Pillion filed, as well as Ken Heath, the town of Marion’s director of community and economic development, said Paul Grinstead, the chairman of the legislative district committee that will oversee the process for choosing a Republican nominee.

Republicans will gather April 25 in Scott County for a mass meeting to choose between Pillion and Heath. Any Republican voter living in the Senate district can participate in the mass meeting at the Scott County Career and Technical Center at 150 Broadwater Ave. in Gate City.

No candidates have declared their intent to seek the Republican nomination for Pillion’s House seat as of Tuesday night. Republican candidates have until March 25 to file paperwork with the legislative district committee. An open primary will be used to choose the Republican nominee.

Carrico’s Senate seat is reliably Republican. All 140 seats in the General Assembly are up for re-election in November, and Democrats are pushing to take the majority in both chambers.

Only one other senator, Sen. Dick Black, R-Loudoun, has announced he would not seek re-election.

Senate Majority Leader Thomas Norment thanked Carrico for his service and dedication to the people of Southwest Virginia.

“A genial and gracious man with a physically imposing stature befitting his career as a state trooper, Senator Carrico amassed a record of accomplishment at the Capitol,” Norment said in a statement. “He sponsored successful legislation to toughen laws against criminal activity, protect and provide for our police and public safety officials, improve the safety of our highways, and strengthen the economy of Southwest Virginia.”

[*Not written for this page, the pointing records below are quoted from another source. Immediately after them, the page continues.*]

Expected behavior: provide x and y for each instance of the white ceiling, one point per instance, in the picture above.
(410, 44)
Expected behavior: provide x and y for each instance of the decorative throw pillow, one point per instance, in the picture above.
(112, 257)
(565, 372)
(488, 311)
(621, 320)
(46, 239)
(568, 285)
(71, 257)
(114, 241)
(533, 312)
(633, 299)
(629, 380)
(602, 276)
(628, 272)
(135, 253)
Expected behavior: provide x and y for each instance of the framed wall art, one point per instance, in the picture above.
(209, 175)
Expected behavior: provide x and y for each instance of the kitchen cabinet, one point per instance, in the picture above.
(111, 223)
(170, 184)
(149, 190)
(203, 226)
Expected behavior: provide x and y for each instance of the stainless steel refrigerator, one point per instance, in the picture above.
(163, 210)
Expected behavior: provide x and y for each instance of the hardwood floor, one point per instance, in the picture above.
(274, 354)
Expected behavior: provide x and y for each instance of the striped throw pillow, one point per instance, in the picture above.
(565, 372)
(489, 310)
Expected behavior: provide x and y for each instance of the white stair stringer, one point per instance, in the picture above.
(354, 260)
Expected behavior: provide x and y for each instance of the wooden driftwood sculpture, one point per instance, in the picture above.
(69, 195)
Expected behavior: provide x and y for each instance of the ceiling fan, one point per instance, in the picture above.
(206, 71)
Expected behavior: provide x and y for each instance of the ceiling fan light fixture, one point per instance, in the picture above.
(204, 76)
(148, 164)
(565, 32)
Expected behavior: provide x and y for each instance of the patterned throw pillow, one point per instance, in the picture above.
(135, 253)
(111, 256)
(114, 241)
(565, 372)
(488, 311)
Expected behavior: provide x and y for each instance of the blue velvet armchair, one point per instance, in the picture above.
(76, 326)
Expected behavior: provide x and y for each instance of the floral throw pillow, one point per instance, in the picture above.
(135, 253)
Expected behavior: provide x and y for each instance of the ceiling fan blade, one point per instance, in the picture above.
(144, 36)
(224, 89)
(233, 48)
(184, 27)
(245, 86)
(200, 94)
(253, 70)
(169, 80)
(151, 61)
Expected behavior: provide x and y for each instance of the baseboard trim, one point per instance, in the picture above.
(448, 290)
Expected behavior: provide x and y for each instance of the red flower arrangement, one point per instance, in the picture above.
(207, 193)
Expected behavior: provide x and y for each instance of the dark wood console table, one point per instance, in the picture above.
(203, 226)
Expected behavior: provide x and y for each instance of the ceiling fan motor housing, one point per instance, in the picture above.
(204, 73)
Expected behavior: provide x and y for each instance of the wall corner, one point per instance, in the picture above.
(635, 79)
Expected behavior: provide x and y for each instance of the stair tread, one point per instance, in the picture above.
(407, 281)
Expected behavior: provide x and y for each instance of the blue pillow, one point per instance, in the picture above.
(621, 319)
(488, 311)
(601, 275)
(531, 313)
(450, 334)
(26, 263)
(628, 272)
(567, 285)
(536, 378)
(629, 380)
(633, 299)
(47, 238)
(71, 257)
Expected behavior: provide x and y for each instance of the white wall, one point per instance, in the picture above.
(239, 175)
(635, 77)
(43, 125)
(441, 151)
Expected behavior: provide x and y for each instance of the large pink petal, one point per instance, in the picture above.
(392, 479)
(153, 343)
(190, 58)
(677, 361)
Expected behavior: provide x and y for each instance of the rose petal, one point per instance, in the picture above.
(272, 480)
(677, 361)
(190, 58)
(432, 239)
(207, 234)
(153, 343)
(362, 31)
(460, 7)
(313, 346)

Carrico has supported efforts to increase pay for state troopers. A bill he sponsored that would set the mandatory minimum sentence for anyone convicted of capital murder of a police officer to be life in prison is currently on Gov. Ralph Northam’s desk.

He joined lawmakers focused on coming up with ways to improve the safety of Interstate 81. Carrico was part of the push for legislation that could bring casino gaming to Virginia, including Bristol.

He sponsored legislation aimed at restoring Christian values.

He introduced a constitutional amendment that would allow prayer and other religious expressions on all public property. The Senate rejected the amendment.

He brought to the General Assembly legislation designed to protect the rights of public school students to voluntarily pray and participate in religious activities on school ground. Gov. Terry McAuliffe vetoed the bill.

He had a bill that would have prohibited state officials from instructing state police volunteer chaplains to avoid referring to religion — including the name of Jesus Christ — during prayers at department-sanctioned events. It failed in the Senate.

This past session, he sponsored a bill to allow school boards in the state to offer a high school elective course on the Old Testament and the New Testament. The bill didn’t pass out of a House panel.

“I maybe didn’t get those bills passed, but it did send a message, and the people in the General Assembly really started recognizing that this was important,” Carrico said. “That to me has been my most memorable and effective part of being in the General Assembly: standing for what I believe and what people of this region believe and not backing down.”

Carrico said he has a “new venture” he’s planning to undertake in the near future, but was mum on details.

“It’s bittersweet to be leaving,” he said. “I’ll certainly miss parts of it. It was a tough decision, but one I felt was the right one to make.”